(17+) This book contains mature subject matter that is not suitable for those under the age of 17.
Wow… I have said that multiple times over and over because that is really how it sums up my emotions… SCATTERED all over the place. This story was definitely not what I was expecting. I try to stay away from reviews prior to reading a book because it can sometimes skew my own review so I was going based solely on the synopsis and the gorgeous cover. My heart is still broken and the pain I felt is raw. I literally started this book at 8 pm and didn’t sleep so I could finish at 4:25 am. It has been so long that a book has forced me to stay awake because the idea of putting it down was not possible. I HAD TO KNOW!!
Candace Parker is a beautiful young woman trying to overcome an extremely demanding family dynamic. Her mother and father don’t feel her goals and aspirations are good enough for their daughter. She is a dancer, an extremely gifted one, and it is her life. Candace lives with her roommate Kimber, they are close and share everything like sisters would do. Her other best friend is Jase, I heart Jase big time! He is kind, supportive, and just loves her for who she is. However, since dance is her life, she is very high strung. She follows the rules and after a lot of convincing she decides to cut loose a little. Candace seems to be enjoying her new attitude on life until she finds herself in a horrific violent situation. Thank GOD someone finds her and gets her help!

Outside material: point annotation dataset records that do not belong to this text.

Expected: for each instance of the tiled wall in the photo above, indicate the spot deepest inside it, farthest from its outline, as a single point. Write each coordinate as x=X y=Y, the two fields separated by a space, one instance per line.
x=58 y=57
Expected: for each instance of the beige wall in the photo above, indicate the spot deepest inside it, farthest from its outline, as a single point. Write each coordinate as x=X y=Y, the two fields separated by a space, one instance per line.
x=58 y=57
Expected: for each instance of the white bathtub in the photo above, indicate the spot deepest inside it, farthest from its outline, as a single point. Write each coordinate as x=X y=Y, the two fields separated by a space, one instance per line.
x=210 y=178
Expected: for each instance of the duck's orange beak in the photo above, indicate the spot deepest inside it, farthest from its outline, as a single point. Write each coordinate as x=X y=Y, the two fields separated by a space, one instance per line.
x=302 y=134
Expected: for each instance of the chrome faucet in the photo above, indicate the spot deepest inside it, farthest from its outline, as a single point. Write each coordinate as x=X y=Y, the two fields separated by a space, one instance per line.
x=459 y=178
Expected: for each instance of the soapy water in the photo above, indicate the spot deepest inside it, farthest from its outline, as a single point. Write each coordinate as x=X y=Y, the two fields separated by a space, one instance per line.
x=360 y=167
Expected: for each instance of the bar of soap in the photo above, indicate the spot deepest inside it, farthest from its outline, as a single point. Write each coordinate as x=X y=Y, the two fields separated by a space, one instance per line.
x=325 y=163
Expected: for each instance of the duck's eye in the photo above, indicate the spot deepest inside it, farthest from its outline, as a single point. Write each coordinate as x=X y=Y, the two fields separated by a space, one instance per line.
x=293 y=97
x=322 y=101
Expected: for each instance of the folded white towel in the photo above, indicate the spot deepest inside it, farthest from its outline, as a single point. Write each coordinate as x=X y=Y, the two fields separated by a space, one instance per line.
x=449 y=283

I cried, and cried, I felt like I lived it and my heart was shattered with Candace. I literally felt every emotion I can name. I have never felt so absolutely raw after reading a book, as I did after Fading. I felt her pain throughout the entire ordeal. Thank god for Jase, he was everything you would hope for in a for and I really felt so connected to him. I don’t really know how to explain the emotions that this book evoked from me. Jase proved just how much you can love someone that isn’t bound to you by blood.
“I’m sad because I love you. When your heart hurts, so does mine. Your pain is my pain.”
My heart broke for Candace as her friendship with Kimber suffered. Everything in Candace’s life suffered, her school, job, relationships, and her dancing. All I wanted to do was give her a hug and I just kept thinking she needed help. Jase & his boyfriend Mark were amazing but they too didn’t know what to do to help her. Things change when their friend Ryan starts to become a part of their lives. Oh Ryan…if you thought I loved Jase, well Ryan is my #1. I can’t even explain how amazing he is. Their story is woven so amazingly and the patience and what he gives Candace is just beyond amazing. Again I found myself with TEARS streaming down my face for my heart was filled with so much love and hope for them.
“I promise you, nothing will change the way I look at you. Nothing will change what you do to me when you’re next to me. You make my heart beat in a completely different way- nothing will ever change that.”
However, life for Candace is not ever going to be easy, and Ryan’s life is flawed as well. They both have a host of issues and I prayed that they could find their way together. I will end on this. This is probably the MOST heartbreakingly beautiful story I have read in a VERY long time. Since I finished this book I have not been able to read another without them coming up short. It is about pain, love, healing, and so so much more. The writing is amazing, to be able to draw someone in and keep them captive to me is a gift. It is not a lighthearted easy read, and I can NOT even fathom the emotions that the author must have felt writing this book. I just know that this story will stay with me for a very long time, and I have become emotionally invested in Candace, Ryan, Jase, Mark and Kimber!
“I’m fading.” I feel the heat of my tears as they linger down my cheeks. “He took all my light, and I’ve been fading ever since.”